O principal risco do recall para o presidente é a possibilidade de que grandes áreas do país simplesmente ignorem o exercício por completo, especialmente porque ocorre no Domingo de Ramos. Por lei, para que o voto se torne obrigatório, pelo menos 37 milhões de mexicanos precisam participar dele – significativamente mais do que o número de pessoas que votaram no presidente nas eleições de 2018 que o levaram ao cargo com grande maioria. Mas López Obrador já identificou um bode expiatório em caso de baixa participação: o fiscal eleitoral do país.
Há meses, ele vem atacando o Instituto Nacional Eleitoral pelo que vê como uma falha em dedicar recursos suficientes à publicidade e administração do voto revogatório. “Eles deveriam ter promovido o referendo desde o início, não agir de forma desonesta, calar, não promover a votação para que as pessoas não soubessem, colocar as urnas o mais longe possível”, disse o presidente em recente entrevista coletiva. , referindo-se ao instituto eleitoral. “Eles estão abertamente contra nós, contra mim.”
O instituto pediu mais dinheiro ao governo federal para fiscalizar o concurso, sem sucesso.
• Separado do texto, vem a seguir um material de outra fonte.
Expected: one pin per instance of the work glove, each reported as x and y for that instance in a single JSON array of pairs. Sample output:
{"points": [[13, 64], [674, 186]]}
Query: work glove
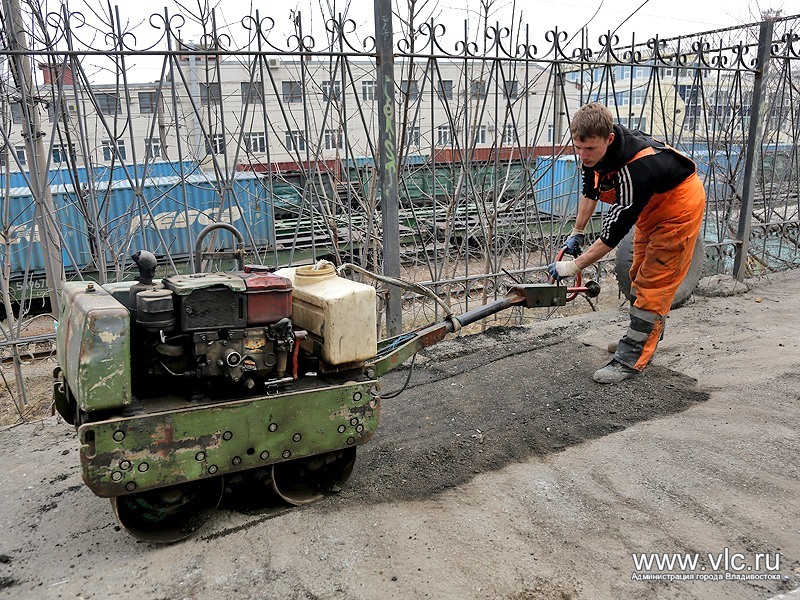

Com apenas cerca de metade do orçamento que disse precisar, o órgão de vigilância instalou cerca de um terço das assembleias de voto que faria em uma eleição normal.
Lorenzo Córdova, líder do instituto eleitoral, conhecido pela sigla em espanhol INE, diz que está sendo preparado para fracassar.
“Não é só o presidente”, disse Córdova, “há uma campanha orquestrada, sistemática e bem desenhada para desacreditar o INE”. capturar.”
A Suprema Corte do país disse que os partidos políticos não podem anunciar o recall e, no entanto, o rosto de López Obrador apareceu em placas em todo o país. Córdova diz que o instituto eleitoral não determinou quem está pagando por todos os anúncios, mas disse que há pelo menos o dobro deles em estados onde o partido do presidente concorrerá nas eleições para governador em junho.
“Isso faz você suspeitar que há intencionalidade política”, por trás da campanha de marketing, disse Córdova.
Há, é claro, benefícios estratégicos que podem advir de pedir ao país que avalie se gosta ou não do presidente neste momento específico. O Sr. López Obrador fundou seu partido político e tem um interesse óbvio em fazer todo o possível para garantir sua vitória nas eleições gerais para substituí-lo em 2024.
Os padrões de votação no recall dirão ao presidente onde estão as fraquezas de seu lado – e quais dos potenciais candidatos a presidente podem levar as pessoas às urnas.
“É uma espécie de experimento, um ensaio”, disse Blanca Heredia, professora do CIDE, uma instituição de pesquisa da Cidade do México. “Olhando para 2024, ele pode medir a capacidade de seus operadores para mobilizar o voto.”
Aconteça o que acontecer no domingo, para muitos no México, é difícil ver como o primeiro recall presidencial do país prejudicará seriamente esse presidente.“Andrés Manuel tem essa coisa de que mesmo quando ele perde, ele ganha”, disse a Sra. Heredia. “Ele sempre tem um jeito de transformar uma derrota em um triunfo.”